This post has been written by Shivangi Khattar pursuing 2nd Year BBA LLB from JIMS School of Law, IP University.
INTRODUCTION
Dissolution of partnership means coming to an end of the relation known as partnership, between various partners. As soon as the firm dissolves, all the partners cease to be the member of the partnership firm. The Indian Partnership act lays down different modes through the partnership firm can be dissolved.
WHAT IS DISSOLUTION OF A FIRM?
Dissolution of firm means coming to an end of partnership between various partners. When one or more partner ceases to be partners but others continue the business in partnership, there is dissolution of partnership between the outgoing partners in one hand and the remaining partners on other hand. However, the remaining partners may still continue as partners.
According to Section 39 of the Indian Partnership Act, when the dissolution of partnership firm between all the partners of the firm occurs, this is called as dissolution of the firm.
MODES OF DISSOLUTION
The modes through which a partnership firm may be dissolved are as follows: –
DISSOLUTION BY AGREEMENT: –
According to section 40 of the act, a firm may be dissolved either with the consent of all the partners or in accordance with the contract between the partners. It is considered that as the partners can create partnership firm by making a contract between themselves, then in a similar manner they are also free to end their partnership and dissolve the firm.
COMPULSORY DISSOLUTION: –
Section 41 of the act, states certain events on the happening of which there is compulsory dissolution of the firm or in other words we can say that Section 41 lays down the two circumstances through which a firm is compulsorily dissolved. The first circumstance is when all the partners except one are adjudicated as insolvent and the second circumstance is when a firm is involved in an unlawful business.
Therefore, under any of these circumstances the firm has to be compulsorily dissolved.
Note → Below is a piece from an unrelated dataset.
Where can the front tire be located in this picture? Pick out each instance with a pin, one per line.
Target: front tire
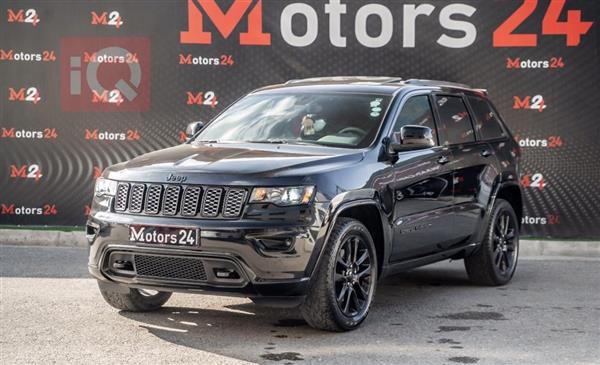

DISSOLUTION ON HAPPENING OF CERTAIN CONTINGENCIES: –
According to Section 42 of the act, “ Expiration of the partnership term”, “ Completion of the adventure”, “Death of a partner” and “ Insolvency of a partner” , are the circumstances on the happening of which the firm is dissolved unless there is a contract between the partners to continue the partnership firm. This section further lays down that dissolution is not compulsory under these circumstances, if the partners agree to continue the business of the partnership firm, then in that case they are free to do so.
DISSOLUTION BY NOTICE: –
According to Section 7, when the “Partnership is at will”, then the partners are not bound to remain as partners or continues the partnership for any fixed period. Therefore, for dissolution of such firm Section 43 provides that a firm can be dissolved by any partner giving notice in writing to all the partners in order to convey his intention to dissolve the firm[1]. However, this notice must be communicated in a language which is clear and unambiguous.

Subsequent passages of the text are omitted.